The fact that these are called opencl is unfortunate, I don’t think it’s correct to call it offload either because these are properties of the target themselves. OpenCL isn’t an offloading language, and you can directly compile C/C++ just fine (just do clang --target=nvptx64-nvidia-cuda). I really don’t know a compelling reason we couldn’t just call it addrspace_generic and if a target needs a new one it can just add a new enum member.

I am not an address space expert. How is this design interact with the OpenMP and OpenACC dialect and the future OpenCL, Cuda, HIP, Sycl, … dialects?

1 Like

Thanks for putting this up! I already gave some feedback as part of the PRs, but overall this seems like a good plan (after you incorporate feedback given by other experts). Perhaps @AnastasiaStulova also has some extra feedback for you.

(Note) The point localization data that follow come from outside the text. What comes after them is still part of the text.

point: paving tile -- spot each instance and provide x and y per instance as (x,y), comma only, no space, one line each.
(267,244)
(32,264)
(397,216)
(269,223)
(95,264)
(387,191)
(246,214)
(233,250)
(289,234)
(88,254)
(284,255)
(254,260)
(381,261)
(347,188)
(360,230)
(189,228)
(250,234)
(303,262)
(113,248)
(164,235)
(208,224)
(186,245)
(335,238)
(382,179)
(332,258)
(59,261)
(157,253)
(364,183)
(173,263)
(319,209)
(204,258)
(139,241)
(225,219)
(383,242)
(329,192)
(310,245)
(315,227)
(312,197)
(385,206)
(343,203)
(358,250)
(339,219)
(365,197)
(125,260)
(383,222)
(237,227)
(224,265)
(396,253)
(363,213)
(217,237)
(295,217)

Looks like this would go a bit against your unified nice design

This might be better instead.

1 Like

Thanks for working on this. This proposal generally makes sense.

Just a few comments to explain the language specific differences below.

OpenCL is very explicit about the address spaces. Initially no conversions b/w address spaces were allowed and every type must have an address space. This ensures support for diverse range of HW that may required special instructions to access certain memories and may not support dynamic address translation. To simplify implementation clang’s Default address space was used as a synonym to OpenACL’s private. This was partially because of the inference rules that assumed an address space to be private if it was not present explicitly in the source code. Later this lead to some issues because generic address space was introduced which permitted conversions with some other address spaces and also was inferred implicitly in some cases. So Default in some cases became generic but the parser was not fully fixed to add the address space explicitly in the types where needed. Overall there shouldn’t be any uses of Default address space in OpenCL. Aside from inference rules and deviation in default address space, OpenCL strictly follows rules defined in Embedded C ISO/IEC TR 18037:2008. Note that OpenCL 3.0 makes generic address space optional.

In CUDA address space conversions are permissive with Default and therefore there are no complex inference rules during parsing.

Having unified address spaces in IR generally makes sense but it also means the lowering happens early. This might be reasonable depending on the type of optimisations in CIR that affect address spaces.

I don’t have a lot of experience with alloca address space but I always felt it was meant to be some form of a language-specific address spaces address space. I feel it could be a sunset or even identical to OpenCL’s private. Maybe it could be added as C/C++ address space for automatic storage? This will need some work in Clang parser though.

2 Likes